L’étude expose qu’au moins le quart des joueurs de la NFL souffriront d’ETC, cette cochonnerie dégénérative qui rend dément, agressif, dépressif et entraîne plusieurs troubles neurologiques.

Plusieurs anciens joueurs de hockey ont perdu la vie ou se la sont enlevée eux-mêmes, et étaient atteints de cette maladie du cerveau. Mais le commissaire de la LNH a toujours nié que ça puisse avoir un lien avec la pratique du hockey au cours de leur vie.

Évidemment, le reconnaître occasionnerait des poursuites monstres contre la LNH.

Même si l’étude concerne le football, peut-on croire que l’ETC est aussi présente chez les joueurs de hockey ?

Chaque jeu ne génère pas de contact, contrairement au football.
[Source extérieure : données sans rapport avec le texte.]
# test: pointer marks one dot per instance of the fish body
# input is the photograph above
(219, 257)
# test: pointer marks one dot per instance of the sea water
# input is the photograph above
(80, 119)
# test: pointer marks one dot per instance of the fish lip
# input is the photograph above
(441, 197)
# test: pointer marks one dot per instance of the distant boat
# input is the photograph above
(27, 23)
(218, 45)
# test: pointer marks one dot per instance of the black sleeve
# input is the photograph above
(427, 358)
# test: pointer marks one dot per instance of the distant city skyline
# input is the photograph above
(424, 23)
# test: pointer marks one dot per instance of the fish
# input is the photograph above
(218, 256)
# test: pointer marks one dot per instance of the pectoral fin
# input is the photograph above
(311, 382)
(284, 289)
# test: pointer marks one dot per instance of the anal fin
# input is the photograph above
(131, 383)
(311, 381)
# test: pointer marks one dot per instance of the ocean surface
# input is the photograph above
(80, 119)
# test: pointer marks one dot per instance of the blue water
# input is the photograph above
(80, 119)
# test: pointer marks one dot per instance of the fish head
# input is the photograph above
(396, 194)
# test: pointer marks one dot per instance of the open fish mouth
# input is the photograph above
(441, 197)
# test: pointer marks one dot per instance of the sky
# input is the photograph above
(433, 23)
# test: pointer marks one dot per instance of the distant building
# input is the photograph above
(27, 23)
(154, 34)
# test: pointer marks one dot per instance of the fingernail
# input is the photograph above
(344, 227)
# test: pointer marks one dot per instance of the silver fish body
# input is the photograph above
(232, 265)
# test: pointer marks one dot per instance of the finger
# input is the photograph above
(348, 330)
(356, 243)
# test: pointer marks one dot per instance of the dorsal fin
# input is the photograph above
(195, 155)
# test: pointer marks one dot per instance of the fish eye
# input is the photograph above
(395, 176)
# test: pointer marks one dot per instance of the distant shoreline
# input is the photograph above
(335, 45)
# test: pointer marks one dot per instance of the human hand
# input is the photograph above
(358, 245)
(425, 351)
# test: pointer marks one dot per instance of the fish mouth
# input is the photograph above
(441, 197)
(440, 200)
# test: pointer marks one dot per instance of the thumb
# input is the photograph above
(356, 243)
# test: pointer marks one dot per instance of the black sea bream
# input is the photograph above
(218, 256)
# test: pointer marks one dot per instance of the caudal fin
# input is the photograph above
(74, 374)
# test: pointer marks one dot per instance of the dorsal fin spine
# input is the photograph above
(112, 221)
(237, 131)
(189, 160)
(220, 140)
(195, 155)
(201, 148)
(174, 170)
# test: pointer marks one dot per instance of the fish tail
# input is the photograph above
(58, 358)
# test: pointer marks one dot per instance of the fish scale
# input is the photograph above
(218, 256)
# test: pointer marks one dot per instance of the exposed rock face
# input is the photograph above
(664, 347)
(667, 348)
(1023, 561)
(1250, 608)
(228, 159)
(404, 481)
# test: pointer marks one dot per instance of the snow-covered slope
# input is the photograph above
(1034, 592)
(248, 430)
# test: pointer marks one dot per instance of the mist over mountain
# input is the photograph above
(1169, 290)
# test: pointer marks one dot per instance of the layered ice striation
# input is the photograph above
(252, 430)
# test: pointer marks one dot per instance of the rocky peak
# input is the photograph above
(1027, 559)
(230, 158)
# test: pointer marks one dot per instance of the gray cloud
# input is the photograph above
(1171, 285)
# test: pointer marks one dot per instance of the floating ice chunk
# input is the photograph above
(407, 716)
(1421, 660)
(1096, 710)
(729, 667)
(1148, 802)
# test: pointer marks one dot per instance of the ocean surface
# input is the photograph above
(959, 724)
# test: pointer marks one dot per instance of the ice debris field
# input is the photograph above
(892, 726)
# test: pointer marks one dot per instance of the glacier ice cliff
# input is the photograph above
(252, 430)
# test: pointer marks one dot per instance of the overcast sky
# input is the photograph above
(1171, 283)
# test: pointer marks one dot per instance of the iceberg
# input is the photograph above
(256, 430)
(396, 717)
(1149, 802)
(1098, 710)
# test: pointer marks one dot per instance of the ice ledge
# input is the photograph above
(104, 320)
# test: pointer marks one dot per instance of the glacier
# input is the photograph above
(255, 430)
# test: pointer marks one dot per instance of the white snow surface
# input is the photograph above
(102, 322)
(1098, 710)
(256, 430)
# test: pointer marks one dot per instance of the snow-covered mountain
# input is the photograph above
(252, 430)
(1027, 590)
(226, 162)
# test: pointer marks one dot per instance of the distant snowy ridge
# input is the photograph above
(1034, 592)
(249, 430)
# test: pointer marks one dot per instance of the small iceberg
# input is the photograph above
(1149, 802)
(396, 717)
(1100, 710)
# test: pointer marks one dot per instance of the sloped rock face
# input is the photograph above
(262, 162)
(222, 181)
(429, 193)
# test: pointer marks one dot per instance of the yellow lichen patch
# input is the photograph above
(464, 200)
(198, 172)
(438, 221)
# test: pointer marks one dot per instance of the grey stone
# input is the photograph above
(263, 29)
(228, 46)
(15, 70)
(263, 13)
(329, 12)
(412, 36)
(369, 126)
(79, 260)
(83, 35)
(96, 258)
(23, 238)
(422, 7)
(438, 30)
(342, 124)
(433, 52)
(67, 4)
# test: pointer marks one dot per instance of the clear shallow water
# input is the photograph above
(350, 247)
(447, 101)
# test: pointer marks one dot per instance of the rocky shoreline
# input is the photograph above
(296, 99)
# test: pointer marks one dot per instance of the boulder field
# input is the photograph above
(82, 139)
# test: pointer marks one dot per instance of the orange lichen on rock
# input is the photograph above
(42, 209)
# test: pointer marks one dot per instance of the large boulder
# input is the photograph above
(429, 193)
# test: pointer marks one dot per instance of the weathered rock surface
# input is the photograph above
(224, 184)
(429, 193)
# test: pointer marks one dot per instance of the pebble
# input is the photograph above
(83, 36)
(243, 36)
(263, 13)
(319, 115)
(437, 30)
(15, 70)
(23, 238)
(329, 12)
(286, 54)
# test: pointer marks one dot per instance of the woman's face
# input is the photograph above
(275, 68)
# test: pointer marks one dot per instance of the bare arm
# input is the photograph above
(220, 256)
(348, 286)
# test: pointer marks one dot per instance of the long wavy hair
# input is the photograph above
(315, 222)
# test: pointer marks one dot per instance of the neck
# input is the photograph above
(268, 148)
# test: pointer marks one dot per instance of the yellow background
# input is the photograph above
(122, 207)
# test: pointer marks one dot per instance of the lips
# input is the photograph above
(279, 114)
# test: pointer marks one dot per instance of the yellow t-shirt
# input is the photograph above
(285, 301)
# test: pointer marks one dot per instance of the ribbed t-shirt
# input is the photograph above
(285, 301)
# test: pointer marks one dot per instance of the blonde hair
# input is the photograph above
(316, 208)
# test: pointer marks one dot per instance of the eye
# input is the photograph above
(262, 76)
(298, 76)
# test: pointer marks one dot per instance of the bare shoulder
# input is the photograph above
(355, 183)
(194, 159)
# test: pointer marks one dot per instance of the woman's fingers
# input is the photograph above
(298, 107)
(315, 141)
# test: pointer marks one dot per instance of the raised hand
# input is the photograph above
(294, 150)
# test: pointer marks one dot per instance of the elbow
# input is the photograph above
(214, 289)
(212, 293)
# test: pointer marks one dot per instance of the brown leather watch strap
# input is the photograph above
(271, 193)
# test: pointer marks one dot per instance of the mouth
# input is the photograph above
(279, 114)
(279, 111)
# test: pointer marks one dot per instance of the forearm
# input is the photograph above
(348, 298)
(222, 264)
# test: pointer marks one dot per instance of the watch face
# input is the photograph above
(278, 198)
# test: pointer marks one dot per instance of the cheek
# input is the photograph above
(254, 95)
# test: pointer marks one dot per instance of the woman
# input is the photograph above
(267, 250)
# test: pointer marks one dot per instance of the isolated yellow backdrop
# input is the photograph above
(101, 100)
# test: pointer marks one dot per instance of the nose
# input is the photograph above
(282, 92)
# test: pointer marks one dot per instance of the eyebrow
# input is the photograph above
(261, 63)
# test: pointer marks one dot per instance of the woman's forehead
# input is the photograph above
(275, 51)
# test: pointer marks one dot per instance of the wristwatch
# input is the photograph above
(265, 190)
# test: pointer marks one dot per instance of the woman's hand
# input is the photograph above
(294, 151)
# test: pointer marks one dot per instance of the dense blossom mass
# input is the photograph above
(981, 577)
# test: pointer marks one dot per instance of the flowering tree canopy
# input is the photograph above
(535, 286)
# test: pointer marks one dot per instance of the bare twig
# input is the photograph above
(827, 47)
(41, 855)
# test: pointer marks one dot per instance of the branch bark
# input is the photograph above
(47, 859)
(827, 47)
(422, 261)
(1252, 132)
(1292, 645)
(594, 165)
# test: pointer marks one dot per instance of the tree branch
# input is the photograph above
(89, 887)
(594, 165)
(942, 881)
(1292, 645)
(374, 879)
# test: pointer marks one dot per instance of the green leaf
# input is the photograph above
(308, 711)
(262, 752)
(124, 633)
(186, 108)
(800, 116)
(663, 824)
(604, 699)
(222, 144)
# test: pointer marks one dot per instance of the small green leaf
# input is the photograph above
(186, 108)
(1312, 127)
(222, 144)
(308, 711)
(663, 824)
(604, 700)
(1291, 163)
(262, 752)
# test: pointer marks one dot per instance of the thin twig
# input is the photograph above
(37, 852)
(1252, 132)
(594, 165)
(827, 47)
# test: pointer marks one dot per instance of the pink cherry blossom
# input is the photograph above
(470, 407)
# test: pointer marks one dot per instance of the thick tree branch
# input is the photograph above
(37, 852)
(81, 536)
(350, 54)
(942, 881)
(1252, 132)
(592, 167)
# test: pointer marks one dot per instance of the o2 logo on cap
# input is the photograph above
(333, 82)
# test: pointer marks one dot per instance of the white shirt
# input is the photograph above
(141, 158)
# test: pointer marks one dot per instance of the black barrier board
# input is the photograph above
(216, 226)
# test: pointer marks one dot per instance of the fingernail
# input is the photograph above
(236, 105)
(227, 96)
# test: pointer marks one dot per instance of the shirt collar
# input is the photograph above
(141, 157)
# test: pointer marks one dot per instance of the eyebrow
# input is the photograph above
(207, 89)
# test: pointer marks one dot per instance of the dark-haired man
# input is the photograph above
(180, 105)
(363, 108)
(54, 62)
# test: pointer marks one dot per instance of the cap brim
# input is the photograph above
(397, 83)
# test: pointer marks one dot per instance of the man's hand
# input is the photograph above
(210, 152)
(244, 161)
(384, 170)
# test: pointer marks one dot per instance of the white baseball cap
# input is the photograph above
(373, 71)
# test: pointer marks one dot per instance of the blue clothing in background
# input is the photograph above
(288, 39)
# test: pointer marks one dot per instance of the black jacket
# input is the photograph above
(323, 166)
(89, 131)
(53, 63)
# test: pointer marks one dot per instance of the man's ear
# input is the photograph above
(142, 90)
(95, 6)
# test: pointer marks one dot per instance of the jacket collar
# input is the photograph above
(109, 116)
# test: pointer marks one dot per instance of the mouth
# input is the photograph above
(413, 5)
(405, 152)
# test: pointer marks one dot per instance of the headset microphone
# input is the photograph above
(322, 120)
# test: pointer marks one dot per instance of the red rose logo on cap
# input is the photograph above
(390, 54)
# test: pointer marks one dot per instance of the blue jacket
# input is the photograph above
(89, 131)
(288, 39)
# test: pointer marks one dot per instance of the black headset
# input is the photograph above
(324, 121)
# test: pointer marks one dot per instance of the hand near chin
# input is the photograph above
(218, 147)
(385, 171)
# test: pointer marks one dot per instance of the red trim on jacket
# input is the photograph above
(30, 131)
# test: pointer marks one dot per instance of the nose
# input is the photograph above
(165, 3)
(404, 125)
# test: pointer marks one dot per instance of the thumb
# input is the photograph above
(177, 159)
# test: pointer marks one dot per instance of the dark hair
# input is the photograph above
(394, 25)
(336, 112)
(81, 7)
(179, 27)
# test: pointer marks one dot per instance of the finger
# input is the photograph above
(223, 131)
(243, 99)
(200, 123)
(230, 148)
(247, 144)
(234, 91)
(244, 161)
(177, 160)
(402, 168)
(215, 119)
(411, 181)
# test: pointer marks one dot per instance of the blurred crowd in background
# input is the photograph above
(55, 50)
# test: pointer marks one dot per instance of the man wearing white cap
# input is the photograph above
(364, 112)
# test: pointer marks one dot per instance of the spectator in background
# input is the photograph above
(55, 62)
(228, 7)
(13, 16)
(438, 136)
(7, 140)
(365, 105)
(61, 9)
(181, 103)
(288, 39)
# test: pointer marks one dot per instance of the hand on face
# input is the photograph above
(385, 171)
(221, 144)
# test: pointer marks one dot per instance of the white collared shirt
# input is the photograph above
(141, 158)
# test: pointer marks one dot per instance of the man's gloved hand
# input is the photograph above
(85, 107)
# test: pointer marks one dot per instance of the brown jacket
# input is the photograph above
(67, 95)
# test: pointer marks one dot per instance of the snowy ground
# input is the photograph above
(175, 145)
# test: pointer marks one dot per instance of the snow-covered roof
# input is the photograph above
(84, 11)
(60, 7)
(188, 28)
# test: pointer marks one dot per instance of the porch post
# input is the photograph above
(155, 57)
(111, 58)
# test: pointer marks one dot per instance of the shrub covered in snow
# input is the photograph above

Mais on parle tout de même de cinq fois plus de matchs au hockey.

• Regardez aussi ce podcast vidéo tiré de l'émission de Benoit Dutrizac, diffusée sur les plateformes QUB et simultanément sur le 99.5 FM Montréal :

Un peu de physique mécanique

Docteur en psychologie sportive, Dany Bernard est une figure importante dans le développement du hockey à Québec, lui qui a souvent levé des drapeaux concernant la sécurité des athlètes.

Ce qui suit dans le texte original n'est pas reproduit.